Setting the derivative wrt \(\lambda\) to 0 \[ \frac{\partial \ell}{\partial \lambda} = \sum_{j=1}^n \frac{\delta_j}{\lambda} + \delta_j \log y_j - (\log y_j) (\alpha y_j^{\lambda} e^{\mathbf{x}^T \boldsymbol{\beta}}) = 0 \] suggests an update \[ \widehat{\lambda} = \frac{\sum_j \delta_j}{\sum_{j=1}^n (\mu_j - \delta_j) \log y_j}. \] This suggests an estimation procedure that alternately updates \(\lambda\) by above equation and then updates \(\boldsymbol{\beta}\) by a Poisson regression with offset \(\lambda \log (y_i)\). The damping update recommended by Aitkin and Clayton (1980) improves the convergence \[ \lambda^{(k)} = \frac{\lambda^{(k-1)} + \widehat{\lambda}}{2}. \]

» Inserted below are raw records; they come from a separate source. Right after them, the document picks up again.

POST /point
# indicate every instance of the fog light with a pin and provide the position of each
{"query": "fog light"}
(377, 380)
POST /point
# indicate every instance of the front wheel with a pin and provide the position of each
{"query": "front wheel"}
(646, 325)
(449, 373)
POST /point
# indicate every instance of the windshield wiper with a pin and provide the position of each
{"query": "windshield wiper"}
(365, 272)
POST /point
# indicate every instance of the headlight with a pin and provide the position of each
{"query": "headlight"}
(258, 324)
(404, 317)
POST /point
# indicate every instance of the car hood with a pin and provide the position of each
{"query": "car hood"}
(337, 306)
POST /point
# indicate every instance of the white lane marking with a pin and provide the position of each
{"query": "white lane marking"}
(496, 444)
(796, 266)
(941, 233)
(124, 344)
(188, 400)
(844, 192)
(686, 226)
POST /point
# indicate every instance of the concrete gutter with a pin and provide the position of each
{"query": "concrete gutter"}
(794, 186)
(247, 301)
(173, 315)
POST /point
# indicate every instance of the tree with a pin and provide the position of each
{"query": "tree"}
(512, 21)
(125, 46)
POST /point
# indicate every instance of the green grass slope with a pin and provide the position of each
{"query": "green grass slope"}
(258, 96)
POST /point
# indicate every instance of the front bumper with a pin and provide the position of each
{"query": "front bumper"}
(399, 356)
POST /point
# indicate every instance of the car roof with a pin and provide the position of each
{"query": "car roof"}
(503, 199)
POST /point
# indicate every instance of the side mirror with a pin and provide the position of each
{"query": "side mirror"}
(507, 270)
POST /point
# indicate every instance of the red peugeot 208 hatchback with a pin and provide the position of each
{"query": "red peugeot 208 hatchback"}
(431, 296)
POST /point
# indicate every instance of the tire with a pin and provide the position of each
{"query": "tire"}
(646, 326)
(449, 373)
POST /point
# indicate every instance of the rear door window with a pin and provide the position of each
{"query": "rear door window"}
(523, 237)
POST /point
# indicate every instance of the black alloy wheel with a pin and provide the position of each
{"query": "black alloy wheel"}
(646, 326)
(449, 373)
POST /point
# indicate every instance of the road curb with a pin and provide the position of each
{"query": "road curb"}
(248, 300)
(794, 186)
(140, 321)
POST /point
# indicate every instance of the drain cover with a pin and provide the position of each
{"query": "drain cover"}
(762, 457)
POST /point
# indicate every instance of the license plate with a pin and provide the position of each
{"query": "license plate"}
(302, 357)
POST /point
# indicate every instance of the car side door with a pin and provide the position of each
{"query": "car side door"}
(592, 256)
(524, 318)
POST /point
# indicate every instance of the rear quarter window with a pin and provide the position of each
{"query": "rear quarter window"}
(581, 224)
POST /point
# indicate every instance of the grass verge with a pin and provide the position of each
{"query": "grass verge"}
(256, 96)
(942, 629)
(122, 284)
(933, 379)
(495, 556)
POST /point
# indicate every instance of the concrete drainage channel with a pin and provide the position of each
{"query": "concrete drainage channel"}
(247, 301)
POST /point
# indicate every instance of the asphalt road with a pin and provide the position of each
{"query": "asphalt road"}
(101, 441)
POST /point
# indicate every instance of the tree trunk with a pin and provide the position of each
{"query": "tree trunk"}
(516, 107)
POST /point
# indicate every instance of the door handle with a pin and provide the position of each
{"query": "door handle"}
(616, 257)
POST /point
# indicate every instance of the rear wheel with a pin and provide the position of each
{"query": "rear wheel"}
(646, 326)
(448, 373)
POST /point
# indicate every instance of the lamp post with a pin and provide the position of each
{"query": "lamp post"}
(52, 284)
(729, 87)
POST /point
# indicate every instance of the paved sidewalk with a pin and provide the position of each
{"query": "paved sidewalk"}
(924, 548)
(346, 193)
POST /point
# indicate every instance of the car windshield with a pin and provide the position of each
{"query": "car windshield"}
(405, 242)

Let’s manually implement the estimation procedure, starting from the exponential model with \(\lambda = 1\).
sumdelta <- sum(gehan$cens)
lambda <- 1
for (iter in 1:10) {
pmod <- glm(cens ~ treat + offset(lambda * log(time)), family = poisson, data = gehan)
cat(iter, "lambda=", lambda, "\t", "beta(treatment)=", coef(pmod)[2], "\n")
mu <- predict(pmod, type = "response")
lambda_new <- sumdelta / sum((mu - gehan$cens) * log(gehan$time))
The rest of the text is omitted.